This work addresses the challenge that in LoRA fine-tuning, the optimal learning rate must be repeatedly tuned for different adapter ranks due to the absence of a unified scaling law and poor transferability to full-parameter fine-tuning. To resolve this, the authors propose μA, a theoretical framework grounded in Maximal-Update Parametrization (μP), which for the first time reveals two distinct optimal scaling laws governing the relationship between LoRA learning rates and adapter rank. Furthermore, μA establishes a principled mechanism for transferring learning rates from low-rank adaptation to full fine-tuning. Extensive experiments across language, vision, multimodal, image generation, and reinforcement learning tasks demonstrate that μA significantly reduces hyperparameter tuning costs and enables learning rates optimized for LoRA to be directly applied to full fine-tuning, thereby substantially improving training efficiency.

Low-Rank Adaptation (LoRA) is a standard tool for parameter-efficient finetuning of large models. While it induces a small memory footprint, its training dynamics can be surprisingly complex as they depend on several hyperparameters such as initialization, adapter rank, and learning rate.
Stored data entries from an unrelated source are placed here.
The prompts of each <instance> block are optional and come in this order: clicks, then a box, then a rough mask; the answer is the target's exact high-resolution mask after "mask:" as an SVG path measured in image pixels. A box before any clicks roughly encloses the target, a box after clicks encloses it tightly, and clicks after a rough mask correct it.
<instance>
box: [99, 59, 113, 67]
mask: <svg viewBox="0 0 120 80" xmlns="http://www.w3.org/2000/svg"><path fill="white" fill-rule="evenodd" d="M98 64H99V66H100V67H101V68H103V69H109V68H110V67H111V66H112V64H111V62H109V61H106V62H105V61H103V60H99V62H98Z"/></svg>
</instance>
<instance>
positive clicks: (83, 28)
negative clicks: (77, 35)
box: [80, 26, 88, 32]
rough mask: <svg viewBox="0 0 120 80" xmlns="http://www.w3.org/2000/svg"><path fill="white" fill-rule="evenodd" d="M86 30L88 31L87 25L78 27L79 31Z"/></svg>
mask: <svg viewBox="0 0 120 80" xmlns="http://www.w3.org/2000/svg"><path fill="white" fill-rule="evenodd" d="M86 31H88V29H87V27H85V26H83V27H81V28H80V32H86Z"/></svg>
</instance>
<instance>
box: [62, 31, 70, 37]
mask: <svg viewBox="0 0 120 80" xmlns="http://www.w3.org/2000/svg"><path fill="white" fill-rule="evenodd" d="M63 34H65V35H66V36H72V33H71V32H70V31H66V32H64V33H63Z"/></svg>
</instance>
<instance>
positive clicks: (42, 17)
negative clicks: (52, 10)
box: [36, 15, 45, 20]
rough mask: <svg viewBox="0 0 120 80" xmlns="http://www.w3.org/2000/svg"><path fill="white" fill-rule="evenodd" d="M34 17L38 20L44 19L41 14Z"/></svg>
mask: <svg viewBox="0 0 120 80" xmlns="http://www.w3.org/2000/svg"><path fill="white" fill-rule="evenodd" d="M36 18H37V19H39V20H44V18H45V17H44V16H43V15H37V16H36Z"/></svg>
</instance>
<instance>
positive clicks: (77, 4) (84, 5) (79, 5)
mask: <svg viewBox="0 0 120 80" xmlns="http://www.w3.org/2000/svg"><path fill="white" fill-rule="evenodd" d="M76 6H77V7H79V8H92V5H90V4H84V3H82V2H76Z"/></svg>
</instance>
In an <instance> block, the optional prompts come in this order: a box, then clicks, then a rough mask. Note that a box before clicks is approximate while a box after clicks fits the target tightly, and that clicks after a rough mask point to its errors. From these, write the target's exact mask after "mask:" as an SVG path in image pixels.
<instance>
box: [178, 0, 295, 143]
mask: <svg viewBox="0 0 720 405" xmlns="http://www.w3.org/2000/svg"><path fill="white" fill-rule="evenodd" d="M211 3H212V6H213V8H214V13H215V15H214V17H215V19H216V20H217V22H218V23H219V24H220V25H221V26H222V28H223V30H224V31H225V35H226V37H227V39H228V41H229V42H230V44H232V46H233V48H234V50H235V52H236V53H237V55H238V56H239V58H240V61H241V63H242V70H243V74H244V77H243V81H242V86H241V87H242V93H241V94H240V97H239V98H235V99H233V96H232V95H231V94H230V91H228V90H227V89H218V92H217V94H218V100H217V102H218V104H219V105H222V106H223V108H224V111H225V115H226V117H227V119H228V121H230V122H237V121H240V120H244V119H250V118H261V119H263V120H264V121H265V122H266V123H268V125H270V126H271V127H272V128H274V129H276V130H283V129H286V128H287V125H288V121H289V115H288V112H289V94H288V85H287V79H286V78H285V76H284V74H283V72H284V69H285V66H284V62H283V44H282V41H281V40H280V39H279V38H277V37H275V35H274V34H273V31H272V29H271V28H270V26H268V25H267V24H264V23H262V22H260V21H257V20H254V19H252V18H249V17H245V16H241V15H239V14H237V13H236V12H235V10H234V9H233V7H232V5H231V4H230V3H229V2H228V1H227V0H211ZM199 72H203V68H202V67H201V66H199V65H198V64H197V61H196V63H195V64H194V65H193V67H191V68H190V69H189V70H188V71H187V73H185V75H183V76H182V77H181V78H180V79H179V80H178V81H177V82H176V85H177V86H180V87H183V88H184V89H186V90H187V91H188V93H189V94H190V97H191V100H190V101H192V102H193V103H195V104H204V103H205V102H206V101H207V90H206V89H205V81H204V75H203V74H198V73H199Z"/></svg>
In particular, it is unclear how the optimal learning rate scales with adapter rank, which forces practitioners to re-tune the learning rate whenever the rank is changed. In this paper, we introduce Maximal-Update Adaptation ($\mu$A), a theoretical framework that characterizes how the"optimal"learning rate should scale with model width and adapter rank to produce stable, non-vanishing feature updates under standard configurations. $\mu$A is inspired from the Maximal-Update Parametrization ($\mu$P) in pretraining. Our analysis leverages techniques from hyperparameter transfer and reveals that the optimal learning rate exhibits different scaling patterns depending on initialization and LoRA scaling factor. Specifically, we identify two regimes: one where the optimal learning rate remains roughly invariant across ranks, and another where it scales inversely with rank. We further identify a configuration that allows learning rate transfer from LoRA to full finetuning, drastically reducing the cost of learning rate tuning for full finetuning. Experiments across language, vision, vision--language, image generation, and reinforcement learning tasks validate our scaling rules and show that learning rates tuned on LoRA transfer reliably to full finetuning.